With the change of decorations also comes the change in weather which are joined by a whole new set of issues. You guessed it; cold air, snow, sleet, and ice. Being that this is Georgia and the snow fall is few and far between this might seem like a somewhat irrelevant post, however when that ice does come falling there are a few things to make your winter driving a little safer.
Here is a small list of precautions to take when preparing for the quickly approaching winter season.
Check Your Tires
Have you ever driven after a light dusting and struggled with gripping the road? If you answered yes then you may need to glance at your tires. Pull into a gas station and check your tire pressure. If too low, then you simply drop in a quarter, fill up and be on your way. However, if while checking your pressure you realize you are lacking in the tread department, then your tires may be too worn and it is time buy new tires. If you really would like take optimal winter tire safety precautions then we suggest you invest in winter tires. These offer advanced tread patterns that grip snow and ice more easily.
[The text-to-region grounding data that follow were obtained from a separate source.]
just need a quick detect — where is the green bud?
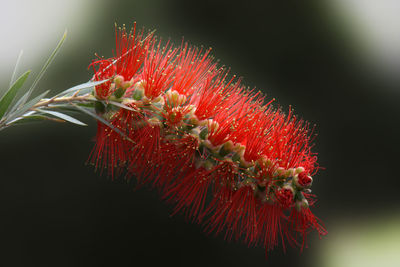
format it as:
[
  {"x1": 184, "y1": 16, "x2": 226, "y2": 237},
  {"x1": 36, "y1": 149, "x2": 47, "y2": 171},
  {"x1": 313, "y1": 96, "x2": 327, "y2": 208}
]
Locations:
[
  {"x1": 132, "y1": 88, "x2": 144, "y2": 100},
  {"x1": 199, "y1": 128, "x2": 208, "y2": 140},
  {"x1": 95, "y1": 101, "x2": 106, "y2": 114},
  {"x1": 203, "y1": 160, "x2": 214, "y2": 170},
  {"x1": 198, "y1": 142, "x2": 206, "y2": 154},
  {"x1": 232, "y1": 152, "x2": 241, "y2": 163},
  {"x1": 219, "y1": 141, "x2": 234, "y2": 157},
  {"x1": 295, "y1": 198, "x2": 309, "y2": 212},
  {"x1": 113, "y1": 87, "x2": 126, "y2": 98}
]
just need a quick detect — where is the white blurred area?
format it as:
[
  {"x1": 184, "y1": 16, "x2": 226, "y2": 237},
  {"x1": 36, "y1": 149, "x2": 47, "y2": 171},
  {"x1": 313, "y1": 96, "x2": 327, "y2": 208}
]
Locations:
[
  {"x1": 330, "y1": 0, "x2": 400, "y2": 83},
  {"x1": 0, "y1": 0, "x2": 96, "y2": 79},
  {"x1": 315, "y1": 216, "x2": 400, "y2": 267}
]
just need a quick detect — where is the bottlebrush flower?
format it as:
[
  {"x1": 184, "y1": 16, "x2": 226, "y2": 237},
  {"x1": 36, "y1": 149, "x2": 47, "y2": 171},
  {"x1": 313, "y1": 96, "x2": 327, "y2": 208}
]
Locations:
[{"x1": 88, "y1": 23, "x2": 327, "y2": 256}]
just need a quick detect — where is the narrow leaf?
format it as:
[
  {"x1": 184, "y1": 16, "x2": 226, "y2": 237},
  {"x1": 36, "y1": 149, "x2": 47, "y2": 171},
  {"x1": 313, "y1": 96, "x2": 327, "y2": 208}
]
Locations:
[
  {"x1": 14, "y1": 114, "x2": 64, "y2": 124},
  {"x1": 72, "y1": 103, "x2": 134, "y2": 143},
  {"x1": 5, "y1": 90, "x2": 49, "y2": 125},
  {"x1": 108, "y1": 101, "x2": 137, "y2": 112},
  {"x1": 38, "y1": 109, "x2": 87, "y2": 126},
  {"x1": 19, "y1": 30, "x2": 67, "y2": 106},
  {"x1": 75, "y1": 102, "x2": 96, "y2": 108},
  {"x1": 0, "y1": 70, "x2": 31, "y2": 118},
  {"x1": 8, "y1": 90, "x2": 31, "y2": 114},
  {"x1": 56, "y1": 79, "x2": 109, "y2": 97},
  {"x1": 9, "y1": 50, "x2": 24, "y2": 88}
]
What typically happens when we get behind schedule or are running late for work? We push that pedal a little further and increase that rate of speed by just a touch. The issue here is that when those speeds go up in the winter, the stopping distance lowers. Our suggestion is simple. Leave a little earlier than normal. Set that alarm clock 15 minutes ahead and beat the morning rush.
Buy a Brush
We are not referring to a hair brush. Instead we mean a car brush or even a small broom and most importantly an ice scraper. We know you’ve seen it. Car flying down expressway covered in snow with only a tiny clearing in the corner of their front window. They drive 75mph while peaking out of a 5 inch, foggy gap. Save yourself from being this person and brush off your car before starting your trek.
No one wants to get rear-ended. Moreover, no one wants to rear-end someone else. It doesn’t feel good. Not for your body, car, or bank account. Fact is, if you rear-end someone you more than likely will be responsible for the bill. Therefore, think ahead. Pay attention to the road and weather. If there is snow and ice, be sure to leave at least an 8 second gap between you and the car in front. You can do this by picking a point on the road, waiting for the car in front of you to pass that point and then begin counting. If you reach that same point before 8 seconds, then slow down.
Most of these tips likely have been told you before, but they are also some of the most common driving errors during the winter months. Follow these tips and show a little extra caution this winter.